Given the circumstances surrounding the employee's statement, as well as Kmart's pretrial concession that the door worked as the employee described, we find no error in the trial judge's conclusion that the statement was sufficiently informative and reliable to be admitted as part of the res gestae. 8
Accordingly, we will not disturb this evidentiary ruling on appeal. 9
2. Kmart also argues that the trial court erred in denying its motion for directed verdict. Specifically, it claims the Morrises failed to prove that it had superior knowledge of the danger posed by the door.
A jury's verdict must be affirmed if there is any evidence to support it, and we construe the evidence on appeal "with every inference and presumption in favor of upholding the verdict." 10
To successfully challenge the trial court's denial of its directed verdict motion, Kmart must "show that there was no conflict in the evidence as to any material issue and the evidence introduced, with all reasonable deductions therefrom, demanded the verdict sought." 11
Kmart has not made the requisite showing here.
Under OCGA 51-3-1
, "[w]here an owner or occupier of land, by express or implied invitation, induces or leads others to come upon his premises for any lawful purpose, he is liable in damages to such persons for injuries caused by his failure to exercise ordinary care in keeping the premises and approaches safe." The owner/occupier thus owes invitees "a duty of ordinary care to have the premises in a reasonably safe condition and not to expose the invitees to unreasonable risk or to lead them into a dangerous trap." 12
The true basis for liability "is the superior knowledge of the proprietor of the existence of a condition that may subject the invitee to an unreasonable risk of harm." 13
Analogizing to cases involving a slip and fall on a foreign substance, Kmart argues that it was entitled to a directed verdict because the Morrises failed to show it had actual or constructive knowledge that the door had been pushed outward at some point before Mrs. Morris entered the store. This case, however, does not involve a foreign substance. Rather, the manner in which the door actually operated presented a potential hazard. 14
We find that the Morrises' recovery did not depend on Kmart's knowledge that the door, in fact, had been pushed the wrong way. They were required instead to prove that Kmart knew the door would open toward incoming patrons under certain circumstances.
A Knead employee informed Mr. Morris that, when used as an exit and pushed outward, the entrance door that hit Mrs. Morris would automatically swing toward incoming patrons until reset. This employee's statement evidenced Kmart's knowledge that the automatic door would open the wrong way -- and continue to open the wrong way -- under specific circumstances. Moreover, under Georgia law, a proprietor is presumed to have knowledge of a condition it authorizes, such as an automatic door. 15
The evidence further showed that Kmart's knowledge exceeded Mrs. Morris' knowledge about the door's operation. Finally, the trial testimony established without dispute that Mrs. Morris was injured when the door swung toward her without warning, knocking her down.

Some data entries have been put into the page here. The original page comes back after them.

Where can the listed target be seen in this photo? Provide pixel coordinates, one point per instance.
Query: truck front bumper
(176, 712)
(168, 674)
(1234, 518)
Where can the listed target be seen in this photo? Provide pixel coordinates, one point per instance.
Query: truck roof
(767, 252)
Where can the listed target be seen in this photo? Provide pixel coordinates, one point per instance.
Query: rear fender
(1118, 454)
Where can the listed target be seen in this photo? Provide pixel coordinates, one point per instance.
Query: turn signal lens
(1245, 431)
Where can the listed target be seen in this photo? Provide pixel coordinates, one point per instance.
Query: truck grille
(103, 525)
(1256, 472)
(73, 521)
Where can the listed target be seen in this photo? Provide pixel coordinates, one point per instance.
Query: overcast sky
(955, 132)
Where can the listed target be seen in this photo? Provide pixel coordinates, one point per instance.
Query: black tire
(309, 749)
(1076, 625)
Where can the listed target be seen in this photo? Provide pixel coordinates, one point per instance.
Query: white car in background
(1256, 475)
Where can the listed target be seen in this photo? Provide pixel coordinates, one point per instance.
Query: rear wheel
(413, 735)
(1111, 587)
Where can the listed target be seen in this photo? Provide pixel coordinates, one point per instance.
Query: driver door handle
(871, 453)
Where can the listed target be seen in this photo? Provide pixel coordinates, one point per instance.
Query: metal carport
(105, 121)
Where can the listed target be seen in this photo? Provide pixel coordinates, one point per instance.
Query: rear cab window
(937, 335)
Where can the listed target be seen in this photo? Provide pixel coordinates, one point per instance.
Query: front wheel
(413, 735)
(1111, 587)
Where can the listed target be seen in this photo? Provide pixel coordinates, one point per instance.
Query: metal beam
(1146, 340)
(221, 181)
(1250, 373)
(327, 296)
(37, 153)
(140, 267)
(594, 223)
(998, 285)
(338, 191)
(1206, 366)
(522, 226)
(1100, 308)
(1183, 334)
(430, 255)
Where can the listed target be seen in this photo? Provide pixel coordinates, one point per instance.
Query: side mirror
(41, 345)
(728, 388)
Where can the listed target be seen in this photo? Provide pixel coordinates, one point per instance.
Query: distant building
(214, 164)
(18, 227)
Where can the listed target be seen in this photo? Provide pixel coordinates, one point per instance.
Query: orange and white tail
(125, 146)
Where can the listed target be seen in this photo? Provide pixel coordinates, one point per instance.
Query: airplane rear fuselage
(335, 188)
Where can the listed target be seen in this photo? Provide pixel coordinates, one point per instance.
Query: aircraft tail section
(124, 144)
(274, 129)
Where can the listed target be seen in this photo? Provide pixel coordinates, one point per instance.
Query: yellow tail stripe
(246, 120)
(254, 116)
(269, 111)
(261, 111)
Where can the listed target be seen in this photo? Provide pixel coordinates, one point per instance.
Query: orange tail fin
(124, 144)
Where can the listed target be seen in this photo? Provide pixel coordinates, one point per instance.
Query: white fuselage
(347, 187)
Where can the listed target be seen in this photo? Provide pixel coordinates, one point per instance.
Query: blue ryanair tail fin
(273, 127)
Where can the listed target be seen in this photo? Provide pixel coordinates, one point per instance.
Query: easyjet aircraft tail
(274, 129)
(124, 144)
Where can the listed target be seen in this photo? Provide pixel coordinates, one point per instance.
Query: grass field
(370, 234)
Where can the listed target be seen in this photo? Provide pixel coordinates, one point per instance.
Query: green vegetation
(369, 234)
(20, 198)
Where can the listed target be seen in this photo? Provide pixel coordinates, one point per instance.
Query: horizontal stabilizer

Kmart knew a potentially hazardous condition existed on its property, and it was the jury's task to determine whether the door's operating mechanism posed an unreasonable risk to invitees. Kmart cannot avoid liability simply because it was unaware that the condition would manifest itself and cause injury when Mrs. Morris entered the store. 16
Based on the evidence, a jury could reasonably conclude that Kmart failed to exercise ordinary care in keeping its premises and approaches safe from foreseeable dangers posed by its automatic door. 17
Accordingly, the trial court properly denied Kmart's motion for directed verdict.
Love, Willingham, Peters, Gilleland & Monyak, Allen S. Willingham, Jonathan C. Peters, Michael T. Carithers, for appellees.